I was visiting with a friend yesterday and while we talked I was gathering home improvement ideas from her place. I mused that maybe I would rip out our wrought iron banister, explaining I never was a fan of wrought iron and by replacing it with wood, like her’s, it would warm up our place. Laura said she kind of liked wrought iron, she said she thought it looked clean. I remembered she has an iron coffee table and end table. Then she said, “I don’t know, you could do that, maybe you are made of money and that is not a consideration.”

Thank you Jesus. Or Laura. Those words cut right through my need to have. My budget  and my sensibility rose to the surface. I felt relieved. Less to pay for and less to do.

I went home and appreciated my wrought iron bannister in a whole new way.

 

To BE. 

There is sooo much written on this state of mind. It is unarguably the way to be (no pun intended). But, man, is it hard to do (hah, another pun).

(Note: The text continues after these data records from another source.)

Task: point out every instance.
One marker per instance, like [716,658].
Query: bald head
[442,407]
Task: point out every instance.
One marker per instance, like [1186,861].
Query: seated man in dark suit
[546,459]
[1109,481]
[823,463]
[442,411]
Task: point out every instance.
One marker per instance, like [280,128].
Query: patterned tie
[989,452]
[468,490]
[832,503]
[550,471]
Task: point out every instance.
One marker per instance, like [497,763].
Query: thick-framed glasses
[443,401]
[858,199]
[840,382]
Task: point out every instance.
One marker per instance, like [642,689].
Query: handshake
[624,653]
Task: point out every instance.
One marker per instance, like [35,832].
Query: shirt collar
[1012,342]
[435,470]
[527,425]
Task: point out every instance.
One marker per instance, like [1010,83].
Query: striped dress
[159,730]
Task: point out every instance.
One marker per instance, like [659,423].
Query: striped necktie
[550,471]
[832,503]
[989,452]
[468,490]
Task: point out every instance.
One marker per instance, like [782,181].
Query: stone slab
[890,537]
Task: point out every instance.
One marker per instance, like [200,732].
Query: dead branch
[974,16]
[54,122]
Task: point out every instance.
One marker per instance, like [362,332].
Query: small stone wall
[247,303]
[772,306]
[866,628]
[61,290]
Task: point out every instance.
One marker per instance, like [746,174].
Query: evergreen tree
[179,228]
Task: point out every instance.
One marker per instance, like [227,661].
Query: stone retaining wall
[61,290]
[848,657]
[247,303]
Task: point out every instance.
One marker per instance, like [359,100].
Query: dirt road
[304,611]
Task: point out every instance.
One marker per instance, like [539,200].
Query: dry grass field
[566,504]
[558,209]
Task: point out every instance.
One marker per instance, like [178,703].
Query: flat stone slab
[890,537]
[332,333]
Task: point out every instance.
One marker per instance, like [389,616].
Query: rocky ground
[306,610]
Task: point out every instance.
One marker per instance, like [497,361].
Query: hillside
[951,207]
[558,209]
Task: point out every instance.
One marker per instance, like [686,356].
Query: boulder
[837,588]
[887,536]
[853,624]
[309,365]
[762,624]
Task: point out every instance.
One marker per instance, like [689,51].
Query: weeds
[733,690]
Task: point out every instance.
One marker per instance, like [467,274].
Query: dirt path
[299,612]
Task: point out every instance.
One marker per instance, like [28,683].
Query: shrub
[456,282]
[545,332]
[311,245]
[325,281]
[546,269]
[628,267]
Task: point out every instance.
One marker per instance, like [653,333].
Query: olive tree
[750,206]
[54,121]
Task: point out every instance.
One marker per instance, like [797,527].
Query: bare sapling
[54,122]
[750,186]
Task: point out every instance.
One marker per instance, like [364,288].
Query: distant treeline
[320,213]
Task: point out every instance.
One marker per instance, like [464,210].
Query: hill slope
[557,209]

I have been mulling around the idea of how to turn my to do list into a want list so I can be more in the moment while doing it. Still with me?

If I do what I do, fully doing it, then I will be. Got that?

So when I am finished writing this post I plan to weed my garden. Weeding is not one of my favorite activities. I wish I were one of those people that feel contentment yanking and sweating and clipping, but I am not. However, I do walk through my garden every time I leave the house, often stopping to admire it, amazed with myself for creating such a spot of beauty, so I want it to look good.

I found my want. I want to pull weeds, tend to my garden, restore it to beauty. It is no longer a to do, but a want.

I consider calling my friend Heidi while I garden since we have been playing phone tag…you know, kill two birds with one stone (bad garden metaphor). I quickly remind myself that multitasking is not conducive to being.

I decide to just garden, to be fully in the moment, pulling weeds, clipping plants, sweating like a women in menopause; not thinking about the next chore to be done.

Wish me luck…
waxseal2

 

 

Post Script

My garden looks beautiful. I still didn’t love the job, but I love the result both in the garden and in myself.

I was fully in my moment, BEING while I was DOING.